On the other hand, the testing of ethical limits can be an example of good parliamentary practice. Stem cell research has recently been a contentious but essentially benign example of politicians at work in the interests of present and future, although it has highlighted their lack of scientific knowledge.

Part of our contemporary malaise comes from denial. Denial, not so much of our past and our present situation as a small developed population, as of our basis for belonging. In Australia we are well placed to pioneer understanding of the importance of belonging as a pattern of programming that shapes cultures and the group response to all the changes in its environment. We should take careful note of several facts. Australia was settled on the authority of a foreign king. Europeans brought foreign knowledge to this land and are only now discovering how the land can be managed. We are uniquely placed in having natural boundaries that are also long and unprotected. Of all peoples, we should be concerning ourselves with the role of belonging in providing the ethical space to negotiate a way forward during the challenges of globalisation.

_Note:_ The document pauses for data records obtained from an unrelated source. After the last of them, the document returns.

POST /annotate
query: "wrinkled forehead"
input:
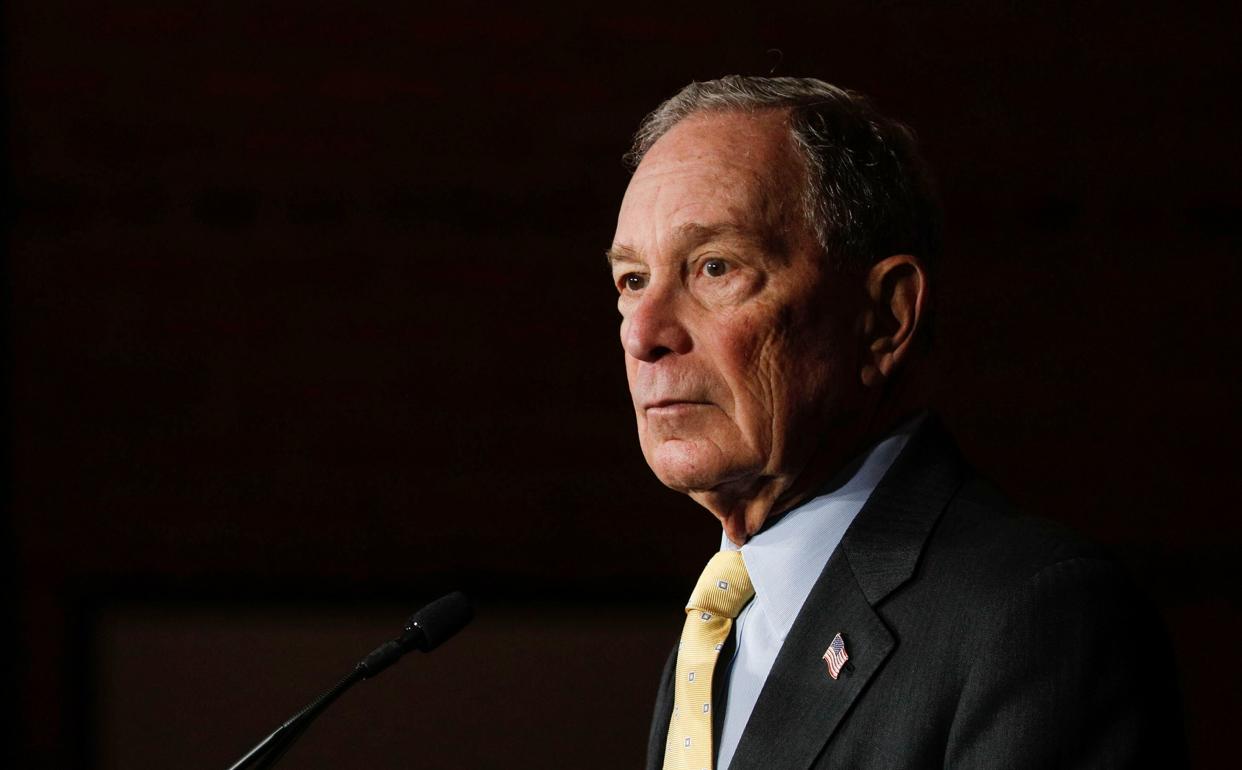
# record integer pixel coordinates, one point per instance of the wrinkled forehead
(716, 169)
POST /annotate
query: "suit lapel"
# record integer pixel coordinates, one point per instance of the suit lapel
(800, 706)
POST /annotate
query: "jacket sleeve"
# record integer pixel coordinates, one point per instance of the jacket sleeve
(1073, 670)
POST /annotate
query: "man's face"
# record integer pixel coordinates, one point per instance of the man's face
(737, 338)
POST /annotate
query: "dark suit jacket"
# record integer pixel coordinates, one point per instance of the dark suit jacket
(976, 638)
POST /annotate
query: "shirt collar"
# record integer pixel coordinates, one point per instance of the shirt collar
(785, 559)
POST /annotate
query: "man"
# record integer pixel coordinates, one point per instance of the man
(774, 261)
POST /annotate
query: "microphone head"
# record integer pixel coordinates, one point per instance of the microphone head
(432, 625)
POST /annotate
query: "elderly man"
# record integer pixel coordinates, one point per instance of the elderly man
(873, 604)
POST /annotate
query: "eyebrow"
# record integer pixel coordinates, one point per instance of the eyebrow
(688, 236)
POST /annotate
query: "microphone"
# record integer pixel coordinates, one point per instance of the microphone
(425, 630)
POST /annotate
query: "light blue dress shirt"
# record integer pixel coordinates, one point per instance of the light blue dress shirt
(784, 561)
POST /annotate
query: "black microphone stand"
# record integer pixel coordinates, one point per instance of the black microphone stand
(425, 630)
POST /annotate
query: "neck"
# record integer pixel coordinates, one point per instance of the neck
(745, 506)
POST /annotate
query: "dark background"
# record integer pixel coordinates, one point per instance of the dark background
(309, 322)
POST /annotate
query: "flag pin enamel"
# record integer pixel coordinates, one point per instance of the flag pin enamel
(836, 656)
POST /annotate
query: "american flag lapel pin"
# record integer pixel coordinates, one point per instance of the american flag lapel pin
(836, 656)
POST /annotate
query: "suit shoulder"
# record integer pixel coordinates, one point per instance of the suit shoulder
(985, 535)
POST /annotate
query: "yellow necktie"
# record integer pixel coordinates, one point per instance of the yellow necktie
(723, 589)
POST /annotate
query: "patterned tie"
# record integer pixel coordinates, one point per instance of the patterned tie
(722, 591)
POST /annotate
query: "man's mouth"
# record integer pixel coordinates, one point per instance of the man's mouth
(673, 405)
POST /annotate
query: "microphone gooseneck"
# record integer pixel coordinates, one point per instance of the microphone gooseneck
(425, 630)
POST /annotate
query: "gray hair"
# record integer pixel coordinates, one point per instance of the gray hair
(868, 193)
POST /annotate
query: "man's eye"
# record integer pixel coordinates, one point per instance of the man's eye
(632, 282)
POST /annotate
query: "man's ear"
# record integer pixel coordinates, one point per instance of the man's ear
(897, 296)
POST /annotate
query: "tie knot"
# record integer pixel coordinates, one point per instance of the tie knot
(724, 586)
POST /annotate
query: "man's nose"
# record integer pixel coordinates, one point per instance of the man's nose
(655, 327)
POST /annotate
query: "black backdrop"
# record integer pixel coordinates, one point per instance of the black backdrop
(309, 321)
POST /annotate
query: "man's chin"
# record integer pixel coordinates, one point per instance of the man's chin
(688, 466)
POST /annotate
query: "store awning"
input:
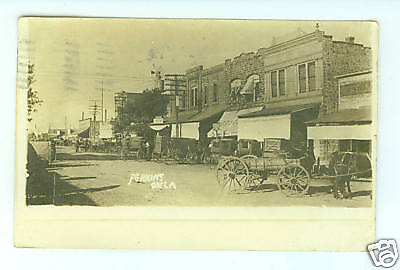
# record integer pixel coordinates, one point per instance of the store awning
(275, 123)
(348, 116)
(228, 123)
(258, 128)
(345, 124)
(282, 110)
(186, 130)
(355, 132)
(84, 133)
(158, 127)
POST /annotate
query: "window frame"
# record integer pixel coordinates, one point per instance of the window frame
(278, 90)
(307, 78)
(205, 89)
(215, 93)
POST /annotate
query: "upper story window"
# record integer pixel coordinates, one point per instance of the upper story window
(306, 75)
(251, 91)
(278, 82)
(205, 94)
(234, 94)
(215, 94)
(194, 96)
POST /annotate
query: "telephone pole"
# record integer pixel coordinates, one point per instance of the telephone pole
(94, 108)
(176, 83)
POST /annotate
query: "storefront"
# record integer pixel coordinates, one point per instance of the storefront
(285, 123)
(227, 125)
(344, 131)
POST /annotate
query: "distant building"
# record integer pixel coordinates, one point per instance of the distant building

Growing up as Australians, we had two territories. We had the Europe of our derivative culture, which we imbibed from infancy as an intrinsic part of our mind-food, and the reality of our Australian environment and heritage. But although things have changed since the late fifties, we are running out of time to face the nature of ethical space as the place where belonging together in community comes alive in new ways. Our greatest danger is from doing nothing and failing to analyse the complex potential of belonging. If we deny belonging we deny our capacity to make positive use of the multiple sites—the ethical spaces of the individual and their network of interests. If we allow brand-names to take the place of multiple belongings, we put pressure on ethical space and deny the social potential of globalisation.